Star Trek: Picard season 3 began with the premise that the Enterprise F, successor ship to the movie-used Enterprise E, was about to be retired. Today season 3 ended with the F’s successor, the Enterprise G. Here she is…
If you think her shape looks familiar, you’re right. She’s actually the New Constitution Class USS Titan A, the once ship captained by Liam Shaw and used as our hero ship throughout season three of Picard.
The Enterprise G’s captain is the freshly promoted Captain Seven of Nine, with her girlfriend, Commander Raffi Musiker as her first officer. There’s a Picard on board too. Jack Crusher (Picard’s son) serves as an Ensign, and Seven has, for some reason, made him a special counselor advisor to the Captain.
Picard’s grand finale ends with the USS Titan A being renamed in honor of Jean-Luc Picard and his crew. A crew that has saved the Earth multiple times while aboard their own version of the USS Enterprise.
It’s a perfect ending and not entirely without precedent.

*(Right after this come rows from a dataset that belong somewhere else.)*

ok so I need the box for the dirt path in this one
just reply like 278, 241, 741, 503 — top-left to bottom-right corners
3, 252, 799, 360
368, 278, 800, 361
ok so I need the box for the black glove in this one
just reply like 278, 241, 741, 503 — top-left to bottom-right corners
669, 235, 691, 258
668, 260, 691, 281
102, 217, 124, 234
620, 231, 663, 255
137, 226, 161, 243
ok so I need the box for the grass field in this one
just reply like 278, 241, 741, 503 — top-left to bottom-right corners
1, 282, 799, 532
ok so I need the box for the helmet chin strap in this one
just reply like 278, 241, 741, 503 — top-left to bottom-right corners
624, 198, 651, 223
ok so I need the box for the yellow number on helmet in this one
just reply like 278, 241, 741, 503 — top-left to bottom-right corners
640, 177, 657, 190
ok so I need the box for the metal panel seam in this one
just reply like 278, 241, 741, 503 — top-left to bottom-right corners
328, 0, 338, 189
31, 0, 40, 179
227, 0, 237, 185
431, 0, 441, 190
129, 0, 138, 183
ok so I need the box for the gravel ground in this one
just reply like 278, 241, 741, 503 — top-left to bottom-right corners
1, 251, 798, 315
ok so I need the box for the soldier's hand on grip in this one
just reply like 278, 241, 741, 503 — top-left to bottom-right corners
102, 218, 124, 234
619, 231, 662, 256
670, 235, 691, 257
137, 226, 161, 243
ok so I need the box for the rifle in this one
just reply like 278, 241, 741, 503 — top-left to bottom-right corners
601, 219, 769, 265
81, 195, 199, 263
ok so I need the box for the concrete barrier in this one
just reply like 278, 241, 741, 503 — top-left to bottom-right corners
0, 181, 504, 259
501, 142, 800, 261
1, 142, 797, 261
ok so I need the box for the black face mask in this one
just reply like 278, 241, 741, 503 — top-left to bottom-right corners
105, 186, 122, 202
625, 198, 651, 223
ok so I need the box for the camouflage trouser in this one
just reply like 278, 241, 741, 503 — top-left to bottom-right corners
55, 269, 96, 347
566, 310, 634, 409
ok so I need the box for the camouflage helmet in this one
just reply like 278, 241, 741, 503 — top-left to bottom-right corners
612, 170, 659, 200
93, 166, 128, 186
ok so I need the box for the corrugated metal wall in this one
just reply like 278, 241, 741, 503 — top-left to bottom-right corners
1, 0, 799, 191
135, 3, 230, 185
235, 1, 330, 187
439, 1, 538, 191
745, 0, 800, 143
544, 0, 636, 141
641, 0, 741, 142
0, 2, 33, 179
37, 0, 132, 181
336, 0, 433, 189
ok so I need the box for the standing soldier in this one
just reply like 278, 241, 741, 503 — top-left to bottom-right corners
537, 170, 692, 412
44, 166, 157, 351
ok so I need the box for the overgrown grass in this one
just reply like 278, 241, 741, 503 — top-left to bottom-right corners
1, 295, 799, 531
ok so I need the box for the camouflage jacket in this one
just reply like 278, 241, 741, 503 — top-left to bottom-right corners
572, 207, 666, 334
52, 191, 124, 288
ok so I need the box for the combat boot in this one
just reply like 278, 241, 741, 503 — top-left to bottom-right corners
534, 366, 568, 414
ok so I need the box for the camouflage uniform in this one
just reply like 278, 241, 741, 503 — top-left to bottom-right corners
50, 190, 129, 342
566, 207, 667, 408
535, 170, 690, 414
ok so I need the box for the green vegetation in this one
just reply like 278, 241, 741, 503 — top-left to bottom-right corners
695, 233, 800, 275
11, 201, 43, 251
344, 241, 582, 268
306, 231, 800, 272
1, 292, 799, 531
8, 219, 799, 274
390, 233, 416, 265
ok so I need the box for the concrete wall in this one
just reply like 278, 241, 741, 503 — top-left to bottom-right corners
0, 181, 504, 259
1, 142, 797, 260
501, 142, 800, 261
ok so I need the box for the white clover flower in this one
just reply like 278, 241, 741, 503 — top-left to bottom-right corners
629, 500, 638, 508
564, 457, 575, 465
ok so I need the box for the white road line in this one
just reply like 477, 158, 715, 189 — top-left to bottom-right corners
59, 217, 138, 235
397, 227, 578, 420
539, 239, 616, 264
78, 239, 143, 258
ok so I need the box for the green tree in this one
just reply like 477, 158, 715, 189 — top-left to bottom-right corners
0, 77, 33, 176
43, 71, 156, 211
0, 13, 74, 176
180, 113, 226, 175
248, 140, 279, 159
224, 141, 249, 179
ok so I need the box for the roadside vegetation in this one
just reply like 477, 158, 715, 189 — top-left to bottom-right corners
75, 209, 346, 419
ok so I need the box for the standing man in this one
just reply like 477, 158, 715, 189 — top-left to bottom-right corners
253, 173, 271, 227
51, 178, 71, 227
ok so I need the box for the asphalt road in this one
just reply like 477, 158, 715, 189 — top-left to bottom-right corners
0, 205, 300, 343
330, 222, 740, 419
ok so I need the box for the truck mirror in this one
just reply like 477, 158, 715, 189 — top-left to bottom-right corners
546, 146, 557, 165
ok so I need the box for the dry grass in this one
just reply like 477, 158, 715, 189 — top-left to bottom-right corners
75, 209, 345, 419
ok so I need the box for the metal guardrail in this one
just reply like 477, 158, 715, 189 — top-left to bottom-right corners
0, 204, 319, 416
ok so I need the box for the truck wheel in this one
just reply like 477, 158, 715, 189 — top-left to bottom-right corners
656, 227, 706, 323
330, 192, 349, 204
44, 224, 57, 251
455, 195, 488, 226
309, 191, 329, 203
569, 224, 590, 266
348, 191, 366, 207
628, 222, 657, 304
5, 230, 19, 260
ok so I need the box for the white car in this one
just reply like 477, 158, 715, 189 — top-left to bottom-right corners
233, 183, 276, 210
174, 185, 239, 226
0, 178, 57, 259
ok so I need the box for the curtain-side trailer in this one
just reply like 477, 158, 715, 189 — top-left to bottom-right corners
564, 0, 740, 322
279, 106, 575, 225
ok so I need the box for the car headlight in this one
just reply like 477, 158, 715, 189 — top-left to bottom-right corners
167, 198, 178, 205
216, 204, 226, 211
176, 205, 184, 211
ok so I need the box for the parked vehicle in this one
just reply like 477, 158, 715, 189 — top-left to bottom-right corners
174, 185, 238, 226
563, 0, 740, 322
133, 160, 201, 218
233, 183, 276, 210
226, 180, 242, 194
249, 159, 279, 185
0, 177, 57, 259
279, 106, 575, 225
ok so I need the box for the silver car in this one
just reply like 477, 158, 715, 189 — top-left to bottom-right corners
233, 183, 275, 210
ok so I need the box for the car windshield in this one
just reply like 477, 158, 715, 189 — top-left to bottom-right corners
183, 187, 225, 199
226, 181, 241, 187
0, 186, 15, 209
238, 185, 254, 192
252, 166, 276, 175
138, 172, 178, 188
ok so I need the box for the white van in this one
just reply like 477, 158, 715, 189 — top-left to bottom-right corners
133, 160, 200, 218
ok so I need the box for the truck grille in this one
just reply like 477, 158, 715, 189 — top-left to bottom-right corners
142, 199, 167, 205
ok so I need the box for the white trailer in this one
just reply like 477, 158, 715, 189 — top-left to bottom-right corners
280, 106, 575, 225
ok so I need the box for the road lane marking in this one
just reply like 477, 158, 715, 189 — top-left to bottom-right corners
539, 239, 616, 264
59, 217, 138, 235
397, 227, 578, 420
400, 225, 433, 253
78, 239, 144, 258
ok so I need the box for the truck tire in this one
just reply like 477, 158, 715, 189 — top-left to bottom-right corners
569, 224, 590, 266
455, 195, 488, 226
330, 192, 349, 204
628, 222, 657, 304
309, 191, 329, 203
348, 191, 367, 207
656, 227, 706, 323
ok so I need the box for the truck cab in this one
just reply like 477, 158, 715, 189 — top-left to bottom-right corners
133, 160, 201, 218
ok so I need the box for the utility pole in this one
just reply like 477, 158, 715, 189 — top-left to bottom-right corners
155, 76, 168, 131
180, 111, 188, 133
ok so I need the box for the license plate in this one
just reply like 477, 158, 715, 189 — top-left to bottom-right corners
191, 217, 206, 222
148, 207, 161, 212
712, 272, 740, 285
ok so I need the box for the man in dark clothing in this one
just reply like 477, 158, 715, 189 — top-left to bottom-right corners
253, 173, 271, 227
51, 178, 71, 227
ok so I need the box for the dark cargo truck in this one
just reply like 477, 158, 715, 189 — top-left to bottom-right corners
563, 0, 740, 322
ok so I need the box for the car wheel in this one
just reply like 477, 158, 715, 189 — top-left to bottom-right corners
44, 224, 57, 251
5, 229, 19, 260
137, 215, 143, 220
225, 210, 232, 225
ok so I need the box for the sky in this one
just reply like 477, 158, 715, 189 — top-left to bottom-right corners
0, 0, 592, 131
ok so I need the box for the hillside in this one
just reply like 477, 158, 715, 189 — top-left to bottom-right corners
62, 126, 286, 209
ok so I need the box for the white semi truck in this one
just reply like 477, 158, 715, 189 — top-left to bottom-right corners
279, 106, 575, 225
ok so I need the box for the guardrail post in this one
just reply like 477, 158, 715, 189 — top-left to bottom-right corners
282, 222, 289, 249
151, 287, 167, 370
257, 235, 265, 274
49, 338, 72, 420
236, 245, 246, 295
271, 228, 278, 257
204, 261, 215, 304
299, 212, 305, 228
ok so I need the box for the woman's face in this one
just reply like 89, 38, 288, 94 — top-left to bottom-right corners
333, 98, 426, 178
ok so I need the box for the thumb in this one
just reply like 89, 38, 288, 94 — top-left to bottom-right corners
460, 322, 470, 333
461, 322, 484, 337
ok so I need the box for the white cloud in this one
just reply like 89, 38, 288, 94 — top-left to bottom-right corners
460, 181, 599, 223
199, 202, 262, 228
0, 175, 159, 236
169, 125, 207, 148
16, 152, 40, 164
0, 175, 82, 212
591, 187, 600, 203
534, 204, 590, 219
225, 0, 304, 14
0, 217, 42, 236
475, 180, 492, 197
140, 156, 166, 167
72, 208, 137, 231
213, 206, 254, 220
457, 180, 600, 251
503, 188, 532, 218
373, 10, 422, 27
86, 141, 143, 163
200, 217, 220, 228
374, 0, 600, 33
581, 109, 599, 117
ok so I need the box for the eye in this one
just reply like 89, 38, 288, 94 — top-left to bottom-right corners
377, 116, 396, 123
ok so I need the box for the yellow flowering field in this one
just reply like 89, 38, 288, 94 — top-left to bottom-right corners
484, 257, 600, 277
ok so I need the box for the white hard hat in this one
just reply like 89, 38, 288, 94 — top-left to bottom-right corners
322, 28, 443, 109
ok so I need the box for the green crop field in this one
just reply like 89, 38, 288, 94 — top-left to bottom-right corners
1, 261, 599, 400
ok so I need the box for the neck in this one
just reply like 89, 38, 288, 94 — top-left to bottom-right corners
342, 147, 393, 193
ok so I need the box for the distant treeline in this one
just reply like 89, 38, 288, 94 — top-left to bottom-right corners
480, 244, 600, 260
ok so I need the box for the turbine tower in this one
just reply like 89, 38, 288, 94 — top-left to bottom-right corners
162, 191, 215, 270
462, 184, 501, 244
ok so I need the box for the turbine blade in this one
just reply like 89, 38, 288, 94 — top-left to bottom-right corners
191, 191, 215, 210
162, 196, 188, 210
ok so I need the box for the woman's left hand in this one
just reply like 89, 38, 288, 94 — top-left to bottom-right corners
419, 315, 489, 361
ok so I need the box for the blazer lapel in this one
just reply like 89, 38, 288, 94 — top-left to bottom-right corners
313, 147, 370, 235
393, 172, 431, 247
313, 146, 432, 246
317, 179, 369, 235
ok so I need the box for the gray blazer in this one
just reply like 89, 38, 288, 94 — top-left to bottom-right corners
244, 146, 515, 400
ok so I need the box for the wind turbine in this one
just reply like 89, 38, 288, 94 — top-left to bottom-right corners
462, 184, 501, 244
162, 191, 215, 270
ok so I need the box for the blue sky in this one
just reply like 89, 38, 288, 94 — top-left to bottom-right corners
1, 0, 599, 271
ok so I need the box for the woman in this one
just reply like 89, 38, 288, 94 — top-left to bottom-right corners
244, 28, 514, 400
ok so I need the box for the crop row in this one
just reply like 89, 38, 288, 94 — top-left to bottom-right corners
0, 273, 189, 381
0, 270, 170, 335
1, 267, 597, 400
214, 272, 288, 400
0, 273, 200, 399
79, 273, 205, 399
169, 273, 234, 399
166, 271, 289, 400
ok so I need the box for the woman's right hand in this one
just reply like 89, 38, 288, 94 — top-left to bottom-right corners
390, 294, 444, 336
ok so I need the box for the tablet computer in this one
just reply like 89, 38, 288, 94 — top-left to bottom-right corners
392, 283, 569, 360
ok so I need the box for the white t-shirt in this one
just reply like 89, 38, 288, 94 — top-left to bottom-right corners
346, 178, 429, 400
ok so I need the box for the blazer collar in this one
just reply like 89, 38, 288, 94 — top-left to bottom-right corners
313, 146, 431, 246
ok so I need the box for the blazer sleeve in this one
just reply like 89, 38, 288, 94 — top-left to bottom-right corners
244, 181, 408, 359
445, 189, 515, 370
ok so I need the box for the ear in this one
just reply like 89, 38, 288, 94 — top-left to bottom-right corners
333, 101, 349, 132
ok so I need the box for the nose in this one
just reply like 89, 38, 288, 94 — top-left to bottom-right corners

Star Trek IV: The Voyage Home ends with the introduction of the Enterprise A, which is actually another Consitution class ship that was renamed the Enterprise in Kirk’s honor.
Renaming the Titan does, however, present a few odd problems. First off, the Titan name is a famous ship name in its own right. If it wasn’t, there wouldn’t have been a Titan A. So erasing the name of another famous ship to give it to an even more famous ship is an odd precedent.
It would have made more logical sense for Starfleet to rename some other less well-known ship as the new Enterprise. It would have made sense, but it wouldn’t have felt as earned.
For ten episodes, we’ve watched the Titan earn the name Enterprise. Renaming her seems like the culmination of what we’ve watched the ship’s crew and the ship herself go through, over the course of Star Trek: Picard’s season 3 journey. Maybe it’s not a logical decision, but it’s a satisfying one.
Introducing the Enterprise G, and continuing that legacy, is the best way to end one of the greatest single seasons of Star Trek television. My friends, we’ve come home.